感情を理性的にコントロールする方法として有効なのは、
感情そのものでなく、感情を発生させる刺激を
コントロールしようとすることです
」(P172)

ツライ、悲しい、寂しい、そんな何とかしたい自分の感情を
コントロールするためには、
「悲しい、なんて言ってちゃダメ」と、
感情そのものを打ち消すのではなく、
その原因となった出来事に対する自分の受け止め方(考え方)を
変えるようにすると、うまくいくように思います。


■天の時

自分の欲しい果実を手に入れるために、目標に向かって努力し、
いろいろなアプローチをすることはもちろん大切ですが、
時機が来なければ手に入らない成功もあるものです。
自分の経験が足りていないために手に入らなかったり、
経験は足りているものの、状況が整わないために
手に入らなかったりする
」(P200)

脳は「少しずつ」「一歩ずつ」がもっとも合理的であるように
できています。待たなければいけない時間が長い人生の中で、
少しずつ情報を脳に入力し、有効な知識を着実に増やしていく。
思考と気持ちを整理し、目の前の問題を冷静に解決しながら、
目標に向かって一歩ずつ進んでいく。

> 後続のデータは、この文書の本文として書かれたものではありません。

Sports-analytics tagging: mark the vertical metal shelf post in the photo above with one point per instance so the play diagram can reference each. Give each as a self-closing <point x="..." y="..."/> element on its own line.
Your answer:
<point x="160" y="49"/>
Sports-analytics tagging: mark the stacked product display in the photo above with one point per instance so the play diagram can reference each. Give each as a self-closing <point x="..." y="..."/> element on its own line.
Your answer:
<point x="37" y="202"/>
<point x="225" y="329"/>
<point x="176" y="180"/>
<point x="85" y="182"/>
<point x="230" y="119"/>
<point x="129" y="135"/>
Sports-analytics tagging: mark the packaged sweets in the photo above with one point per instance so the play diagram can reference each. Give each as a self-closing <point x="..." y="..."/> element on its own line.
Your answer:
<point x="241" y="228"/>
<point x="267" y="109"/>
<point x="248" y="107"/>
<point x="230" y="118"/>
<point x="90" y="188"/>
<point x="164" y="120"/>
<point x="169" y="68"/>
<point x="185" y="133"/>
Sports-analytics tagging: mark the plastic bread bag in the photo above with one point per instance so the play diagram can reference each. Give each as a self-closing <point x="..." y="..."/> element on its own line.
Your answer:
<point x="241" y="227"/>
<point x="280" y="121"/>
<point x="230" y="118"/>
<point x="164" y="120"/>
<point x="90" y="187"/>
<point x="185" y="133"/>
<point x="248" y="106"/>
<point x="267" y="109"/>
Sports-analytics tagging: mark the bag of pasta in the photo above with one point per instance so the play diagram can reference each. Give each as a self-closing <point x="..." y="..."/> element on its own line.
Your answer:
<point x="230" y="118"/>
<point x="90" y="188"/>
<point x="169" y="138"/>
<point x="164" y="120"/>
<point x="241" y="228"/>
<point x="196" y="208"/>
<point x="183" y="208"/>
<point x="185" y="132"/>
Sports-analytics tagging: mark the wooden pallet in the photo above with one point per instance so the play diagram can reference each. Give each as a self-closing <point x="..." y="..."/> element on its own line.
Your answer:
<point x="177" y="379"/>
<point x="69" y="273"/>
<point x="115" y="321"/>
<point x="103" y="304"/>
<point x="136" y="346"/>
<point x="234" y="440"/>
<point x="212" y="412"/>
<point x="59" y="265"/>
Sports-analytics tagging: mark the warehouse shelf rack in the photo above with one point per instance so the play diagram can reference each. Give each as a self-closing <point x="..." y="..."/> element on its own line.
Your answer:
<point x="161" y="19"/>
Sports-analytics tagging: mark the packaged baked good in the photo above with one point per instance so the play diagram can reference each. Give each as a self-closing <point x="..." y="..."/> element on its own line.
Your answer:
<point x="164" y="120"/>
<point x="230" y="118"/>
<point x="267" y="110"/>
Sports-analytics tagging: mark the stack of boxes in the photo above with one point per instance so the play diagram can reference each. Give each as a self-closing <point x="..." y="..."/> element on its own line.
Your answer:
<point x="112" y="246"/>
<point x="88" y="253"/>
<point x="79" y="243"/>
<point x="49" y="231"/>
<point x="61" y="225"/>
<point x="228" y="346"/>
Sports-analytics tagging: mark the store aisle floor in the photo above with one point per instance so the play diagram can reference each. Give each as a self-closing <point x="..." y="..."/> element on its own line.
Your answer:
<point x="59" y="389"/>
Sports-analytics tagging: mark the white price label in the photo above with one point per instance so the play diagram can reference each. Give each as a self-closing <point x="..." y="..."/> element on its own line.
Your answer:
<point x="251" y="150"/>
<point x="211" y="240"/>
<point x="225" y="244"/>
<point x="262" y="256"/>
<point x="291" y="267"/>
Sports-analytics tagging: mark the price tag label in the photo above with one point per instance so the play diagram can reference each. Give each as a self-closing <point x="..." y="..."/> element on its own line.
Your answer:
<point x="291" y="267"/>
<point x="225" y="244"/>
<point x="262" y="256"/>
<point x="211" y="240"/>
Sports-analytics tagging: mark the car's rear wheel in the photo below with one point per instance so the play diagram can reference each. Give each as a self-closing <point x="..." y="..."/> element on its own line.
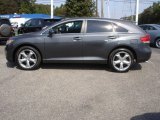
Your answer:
<point x="157" y="43"/>
<point x="28" y="58"/>
<point x="121" y="60"/>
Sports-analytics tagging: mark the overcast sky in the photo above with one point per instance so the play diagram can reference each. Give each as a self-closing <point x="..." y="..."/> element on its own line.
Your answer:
<point x="118" y="8"/>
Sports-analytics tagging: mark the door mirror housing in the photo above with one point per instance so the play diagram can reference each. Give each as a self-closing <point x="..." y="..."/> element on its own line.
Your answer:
<point x="51" y="32"/>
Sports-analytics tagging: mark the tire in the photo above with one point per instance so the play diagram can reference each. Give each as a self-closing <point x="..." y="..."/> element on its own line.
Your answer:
<point x="157" y="43"/>
<point x="5" y="30"/>
<point x="28" y="58"/>
<point x="121" y="60"/>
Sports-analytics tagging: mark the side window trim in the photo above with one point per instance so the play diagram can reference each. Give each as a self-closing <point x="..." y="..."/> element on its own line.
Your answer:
<point x="114" y="24"/>
<point x="98" y="20"/>
<point x="82" y="29"/>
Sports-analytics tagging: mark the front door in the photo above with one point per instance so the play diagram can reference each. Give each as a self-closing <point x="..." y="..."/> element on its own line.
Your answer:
<point x="96" y="40"/>
<point x="66" y="42"/>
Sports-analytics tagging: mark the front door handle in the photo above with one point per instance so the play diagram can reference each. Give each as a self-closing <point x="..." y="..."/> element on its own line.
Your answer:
<point x="112" y="37"/>
<point x="77" y="38"/>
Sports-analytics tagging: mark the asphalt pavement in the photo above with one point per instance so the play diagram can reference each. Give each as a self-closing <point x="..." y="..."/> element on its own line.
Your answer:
<point x="80" y="92"/>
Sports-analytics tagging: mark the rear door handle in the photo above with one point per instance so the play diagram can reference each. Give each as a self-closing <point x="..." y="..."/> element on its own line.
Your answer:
<point x="112" y="37"/>
<point x="77" y="38"/>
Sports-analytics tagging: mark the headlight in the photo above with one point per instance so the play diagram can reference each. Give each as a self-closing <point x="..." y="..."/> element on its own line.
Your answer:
<point x="9" y="42"/>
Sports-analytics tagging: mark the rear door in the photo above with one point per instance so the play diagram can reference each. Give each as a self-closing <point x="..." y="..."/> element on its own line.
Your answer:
<point x="98" y="35"/>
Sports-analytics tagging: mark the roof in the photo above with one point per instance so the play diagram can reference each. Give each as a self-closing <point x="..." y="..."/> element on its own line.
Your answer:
<point x="28" y="16"/>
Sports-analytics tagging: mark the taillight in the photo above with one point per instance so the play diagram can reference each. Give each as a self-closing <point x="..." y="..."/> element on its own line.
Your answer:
<point x="145" y="39"/>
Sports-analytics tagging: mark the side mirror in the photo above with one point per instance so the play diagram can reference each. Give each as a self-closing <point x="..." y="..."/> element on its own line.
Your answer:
<point x="22" y="25"/>
<point x="50" y="33"/>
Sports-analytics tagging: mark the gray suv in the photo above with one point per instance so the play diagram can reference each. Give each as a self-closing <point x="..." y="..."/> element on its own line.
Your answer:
<point x="81" y="40"/>
<point x="154" y="31"/>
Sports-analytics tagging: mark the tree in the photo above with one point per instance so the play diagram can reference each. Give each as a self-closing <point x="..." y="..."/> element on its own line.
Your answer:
<point x="42" y="9"/>
<point x="80" y="8"/>
<point x="151" y="14"/>
<point x="8" y="7"/>
<point x="27" y="6"/>
<point x="60" y="11"/>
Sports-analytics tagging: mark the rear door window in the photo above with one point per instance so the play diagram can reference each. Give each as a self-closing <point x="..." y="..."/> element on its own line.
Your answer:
<point x="118" y="28"/>
<point x="5" y="21"/>
<point x="94" y="26"/>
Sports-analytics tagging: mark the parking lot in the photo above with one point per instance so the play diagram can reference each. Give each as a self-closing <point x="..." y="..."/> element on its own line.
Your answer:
<point x="80" y="92"/>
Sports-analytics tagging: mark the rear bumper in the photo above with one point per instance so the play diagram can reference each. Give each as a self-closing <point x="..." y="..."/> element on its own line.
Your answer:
<point x="4" y="38"/>
<point x="143" y="53"/>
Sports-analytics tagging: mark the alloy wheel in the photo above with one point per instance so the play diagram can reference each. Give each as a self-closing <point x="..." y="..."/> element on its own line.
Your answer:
<point x="27" y="59"/>
<point x="158" y="43"/>
<point x="122" y="61"/>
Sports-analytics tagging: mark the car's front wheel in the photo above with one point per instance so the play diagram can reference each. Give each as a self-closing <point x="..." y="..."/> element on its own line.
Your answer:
<point x="121" y="60"/>
<point x="28" y="58"/>
<point x="157" y="43"/>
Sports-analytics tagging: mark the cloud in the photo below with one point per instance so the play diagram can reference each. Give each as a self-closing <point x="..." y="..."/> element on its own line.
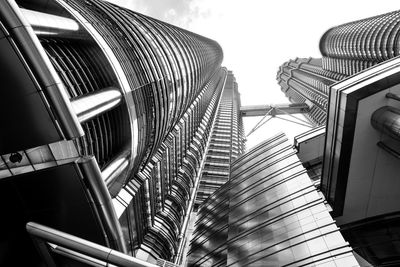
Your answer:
<point x="178" y="12"/>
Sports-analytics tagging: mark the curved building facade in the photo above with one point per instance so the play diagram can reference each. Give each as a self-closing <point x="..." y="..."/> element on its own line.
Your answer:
<point x="268" y="214"/>
<point x="361" y="147"/>
<point x="122" y="102"/>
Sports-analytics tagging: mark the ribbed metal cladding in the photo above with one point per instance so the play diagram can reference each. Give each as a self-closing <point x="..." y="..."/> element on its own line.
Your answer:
<point x="387" y="120"/>
<point x="168" y="179"/>
<point x="80" y="65"/>
<point x="305" y="81"/>
<point x="166" y="66"/>
<point x="227" y="142"/>
<point x="352" y="47"/>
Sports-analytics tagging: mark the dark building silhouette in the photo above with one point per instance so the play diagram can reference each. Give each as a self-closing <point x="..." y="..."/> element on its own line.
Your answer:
<point x="353" y="89"/>
<point x="268" y="214"/>
<point x="109" y="117"/>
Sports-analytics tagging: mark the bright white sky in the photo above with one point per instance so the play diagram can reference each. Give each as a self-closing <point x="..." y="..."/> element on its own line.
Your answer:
<point x="257" y="36"/>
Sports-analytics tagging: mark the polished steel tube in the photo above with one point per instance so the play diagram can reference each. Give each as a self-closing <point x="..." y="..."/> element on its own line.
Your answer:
<point x="113" y="173"/>
<point x="42" y="22"/>
<point x="393" y="96"/>
<point x="91" y="105"/>
<point x="102" y="201"/>
<point x="47" y="76"/>
<point x="387" y="121"/>
<point x="81" y="249"/>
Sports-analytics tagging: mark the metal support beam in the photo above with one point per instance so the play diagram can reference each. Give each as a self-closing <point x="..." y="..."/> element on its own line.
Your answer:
<point x="78" y="249"/>
<point x="43" y="23"/>
<point x="91" y="105"/>
<point x="261" y="110"/>
<point x="114" y="172"/>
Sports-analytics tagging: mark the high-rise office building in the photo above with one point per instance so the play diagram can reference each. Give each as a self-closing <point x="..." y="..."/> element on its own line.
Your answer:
<point x="361" y="155"/>
<point x="256" y="218"/>
<point x="110" y="115"/>
<point x="226" y="142"/>
<point x="268" y="214"/>
<point x="346" y="50"/>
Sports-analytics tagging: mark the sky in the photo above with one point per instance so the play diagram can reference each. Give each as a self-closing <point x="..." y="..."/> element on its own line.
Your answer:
<point x="257" y="36"/>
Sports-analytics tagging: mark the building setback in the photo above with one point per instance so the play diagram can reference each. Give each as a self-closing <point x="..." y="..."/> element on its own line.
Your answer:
<point x="268" y="214"/>
<point x="110" y="116"/>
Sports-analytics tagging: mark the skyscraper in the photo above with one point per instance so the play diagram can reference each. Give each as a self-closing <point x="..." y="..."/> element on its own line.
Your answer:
<point x="268" y="214"/>
<point x="256" y="218"/>
<point x="360" y="160"/>
<point x="110" y="116"/>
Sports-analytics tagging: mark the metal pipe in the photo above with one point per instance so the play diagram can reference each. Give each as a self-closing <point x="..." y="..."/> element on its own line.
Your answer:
<point x="81" y="249"/>
<point x="388" y="149"/>
<point x="33" y="52"/>
<point x="387" y="120"/>
<point x="46" y="22"/>
<point x="102" y="200"/>
<point x="93" y="104"/>
<point x="393" y="96"/>
<point x="113" y="173"/>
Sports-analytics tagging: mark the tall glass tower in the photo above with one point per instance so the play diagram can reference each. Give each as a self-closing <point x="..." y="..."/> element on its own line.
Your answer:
<point x="111" y="115"/>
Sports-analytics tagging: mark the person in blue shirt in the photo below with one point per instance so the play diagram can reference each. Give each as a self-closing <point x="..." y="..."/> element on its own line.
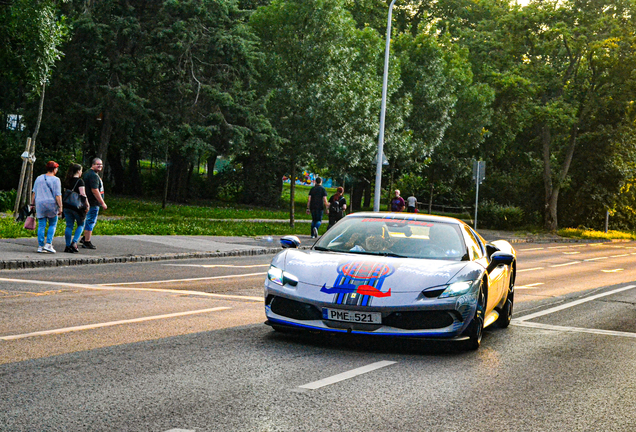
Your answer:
<point x="47" y="199"/>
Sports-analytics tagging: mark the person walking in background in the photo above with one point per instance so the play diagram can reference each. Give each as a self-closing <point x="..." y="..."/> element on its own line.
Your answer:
<point x="411" y="204"/>
<point x="337" y="206"/>
<point x="72" y="215"/>
<point x="316" y="204"/>
<point x="47" y="199"/>
<point x="95" y="194"/>
<point x="397" y="203"/>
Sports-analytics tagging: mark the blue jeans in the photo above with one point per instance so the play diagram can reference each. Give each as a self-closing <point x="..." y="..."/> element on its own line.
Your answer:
<point x="72" y="217"/>
<point x="91" y="218"/>
<point x="42" y="227"/>
<point x="316" y="219"/>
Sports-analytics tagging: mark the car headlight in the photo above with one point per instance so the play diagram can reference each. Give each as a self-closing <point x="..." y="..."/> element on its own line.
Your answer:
<point x="280" y="277"/>
<point x="456" y="289"/>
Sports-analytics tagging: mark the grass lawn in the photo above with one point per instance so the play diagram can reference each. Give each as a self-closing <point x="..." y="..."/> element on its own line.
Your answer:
<point x="127" y="216"/>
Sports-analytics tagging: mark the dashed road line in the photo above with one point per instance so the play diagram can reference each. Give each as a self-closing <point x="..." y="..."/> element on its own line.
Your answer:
<point x="566" y="264"/>
<point x="572" y="329"/>
<point x="346" y="375"/>
<point x="572" y="304"/>
<point x="117" y="288"/>
<point x="189" y="280"/>
<point x="528" y="286"/>
<point x="111" y="323"/>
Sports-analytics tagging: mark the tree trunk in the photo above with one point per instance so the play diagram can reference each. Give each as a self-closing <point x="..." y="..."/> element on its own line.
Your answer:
<point x="367" y="193"/>
<point x="292" y="193"/>
<point x="550" y="199"/>
<point x="552" y="190"/>
<point x="104" y="140"/>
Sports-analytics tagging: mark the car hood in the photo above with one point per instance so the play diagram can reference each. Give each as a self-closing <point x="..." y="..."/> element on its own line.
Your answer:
<point x="329" y="269"/>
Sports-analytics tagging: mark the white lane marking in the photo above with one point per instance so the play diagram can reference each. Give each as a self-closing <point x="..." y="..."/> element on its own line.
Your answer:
<point x="532" y="269"/>
<point x="564" y="264"/>
<point x="573" y="329"/>
<point x="528" y="286"/>
<point x="113" y="288"/>
<point x="572" y="304"/>
<point x="216" y="265"/>
<point x="111" y="323"/>
<point x="346" y="375"/>
<point x="189" y="280"/>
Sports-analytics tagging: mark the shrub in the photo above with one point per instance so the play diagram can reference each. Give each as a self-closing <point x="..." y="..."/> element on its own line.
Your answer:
<point x="497" y="216"/>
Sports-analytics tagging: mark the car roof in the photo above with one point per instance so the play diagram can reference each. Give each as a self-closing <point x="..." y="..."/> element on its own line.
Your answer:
<point x="406" y="216"/>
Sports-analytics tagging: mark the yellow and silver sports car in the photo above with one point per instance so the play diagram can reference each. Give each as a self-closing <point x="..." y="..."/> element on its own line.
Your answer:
<point x="393" y="274"/>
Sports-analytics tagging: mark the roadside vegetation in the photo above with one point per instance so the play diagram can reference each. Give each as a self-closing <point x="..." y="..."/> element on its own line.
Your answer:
<point x="212" y="102"/>
<point x="590" y="234"/>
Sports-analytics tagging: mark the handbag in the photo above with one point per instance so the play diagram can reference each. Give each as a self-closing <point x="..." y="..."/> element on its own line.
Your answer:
<point x="73" y="200"/>
<point x="29" y="223"/>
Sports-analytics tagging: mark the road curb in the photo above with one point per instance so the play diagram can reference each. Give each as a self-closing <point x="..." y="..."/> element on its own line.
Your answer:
<point x="59" y="262"/>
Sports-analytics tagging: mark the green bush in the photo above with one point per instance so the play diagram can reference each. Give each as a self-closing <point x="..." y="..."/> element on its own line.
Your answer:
<point x="7" y="200"/>
<point x="497" y="216"/>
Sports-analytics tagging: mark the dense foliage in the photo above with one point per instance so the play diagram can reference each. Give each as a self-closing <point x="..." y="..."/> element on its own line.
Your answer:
<point x="544" y="93"/>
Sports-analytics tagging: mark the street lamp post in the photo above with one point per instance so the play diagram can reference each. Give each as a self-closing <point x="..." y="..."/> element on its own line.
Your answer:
<point x="385" y="79"/>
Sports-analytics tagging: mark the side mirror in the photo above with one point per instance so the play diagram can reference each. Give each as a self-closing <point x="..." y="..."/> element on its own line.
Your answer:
<point x="289" y="242"/>
<point x="500" y="258"/>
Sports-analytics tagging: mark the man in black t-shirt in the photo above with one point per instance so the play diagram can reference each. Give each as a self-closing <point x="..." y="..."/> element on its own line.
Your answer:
<point x="95" y="194"/>
<point x="316" y="204"/>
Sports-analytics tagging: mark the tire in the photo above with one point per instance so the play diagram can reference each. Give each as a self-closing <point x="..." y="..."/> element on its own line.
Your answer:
<point x="476" y="327"/>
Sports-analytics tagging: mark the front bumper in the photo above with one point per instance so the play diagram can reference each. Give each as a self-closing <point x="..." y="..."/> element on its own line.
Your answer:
<point x="423" y="318"/>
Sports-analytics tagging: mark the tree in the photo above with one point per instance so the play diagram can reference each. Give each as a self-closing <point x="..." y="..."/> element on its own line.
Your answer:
<point x="31" y="34"/>
<point x="322" y="82"/>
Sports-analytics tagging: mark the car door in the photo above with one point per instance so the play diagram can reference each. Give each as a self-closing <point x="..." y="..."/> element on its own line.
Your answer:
<point x="496" y="278"/>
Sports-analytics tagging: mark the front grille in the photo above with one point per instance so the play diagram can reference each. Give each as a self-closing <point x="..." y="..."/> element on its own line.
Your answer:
<point x="294" y="309"/>
<point x="419" y="320"/>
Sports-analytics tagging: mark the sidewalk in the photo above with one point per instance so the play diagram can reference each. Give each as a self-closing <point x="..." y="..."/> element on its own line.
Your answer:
<point x="22" y="253"/>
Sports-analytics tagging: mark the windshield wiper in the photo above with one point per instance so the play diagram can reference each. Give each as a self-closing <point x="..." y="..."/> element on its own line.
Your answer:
<point x="389" y="254"/>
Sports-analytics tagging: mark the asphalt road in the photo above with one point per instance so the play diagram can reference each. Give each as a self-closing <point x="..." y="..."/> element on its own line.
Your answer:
<point x="181" y="346"/>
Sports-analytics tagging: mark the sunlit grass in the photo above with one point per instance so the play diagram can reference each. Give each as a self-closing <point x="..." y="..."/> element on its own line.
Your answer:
<point x="595" y="235"/>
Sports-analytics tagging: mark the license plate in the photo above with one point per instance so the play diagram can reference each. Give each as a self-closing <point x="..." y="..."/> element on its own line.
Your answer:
<point x="352" y="316"/>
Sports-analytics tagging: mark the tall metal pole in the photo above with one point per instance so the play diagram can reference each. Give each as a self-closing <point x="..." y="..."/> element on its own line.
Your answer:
<point x="385" y="80"/>
<point x="477" y="194"/>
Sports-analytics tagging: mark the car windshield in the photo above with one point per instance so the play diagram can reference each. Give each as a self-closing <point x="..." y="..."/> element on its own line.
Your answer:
<point x="395" y="237"/>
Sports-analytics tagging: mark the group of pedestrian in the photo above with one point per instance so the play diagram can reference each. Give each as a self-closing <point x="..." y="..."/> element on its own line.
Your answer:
<point x="398" y="203"/>
<point x="317" y="203"/>
<point x="337" y="204"/>
<point x="46" y="197"/>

自分を成長させていく。
結局はその方が早いはずです
」(P202)

上の文章は、「待つ」ということの大切さ、と題されたあとがきに
書かれているものです。
何と言うか・・・ものすごく示唆に富んだ文章だと感じました。

ビジネスの世界ではスピードが求められ、優先されるように
なってきました。
だから・・・という訳でもないかも知れませんが、
個人でも、早く結果が欲しい、出さなければならない!という
気持ちを持つ場面が増えてきたように感じます。

でも・・・

天の時、地の利、人の和」という言葉があるように、
成功するためには、「天の時」、つまり運命の時があると
思うのです。
だから、その時がやって来るまではひたすら待つ。
でも、ボーっと待っているのではなく
チャンスの時を逃がさないよう、日頃から一歩ずつでも
コツコツと自分の実力を蓄えて準備を整えておかなければ
ならないわけですよね。

一発逆転ホームランもアリ、だとは思うのですが、
長い目で見れば、それはやっぱり一瞬の成功でしかない場合が
殆どだと思うのです。

コツコツと一歩ずつ実力をつけていった人が
「本物」になっていくのだと思います。

スピード感が求められる時代だからこそ、
大局的な視点も忘れないようにしたいと思いました。


それでは、このへんで・・・
最後までお読みいただき、ありがとうございました。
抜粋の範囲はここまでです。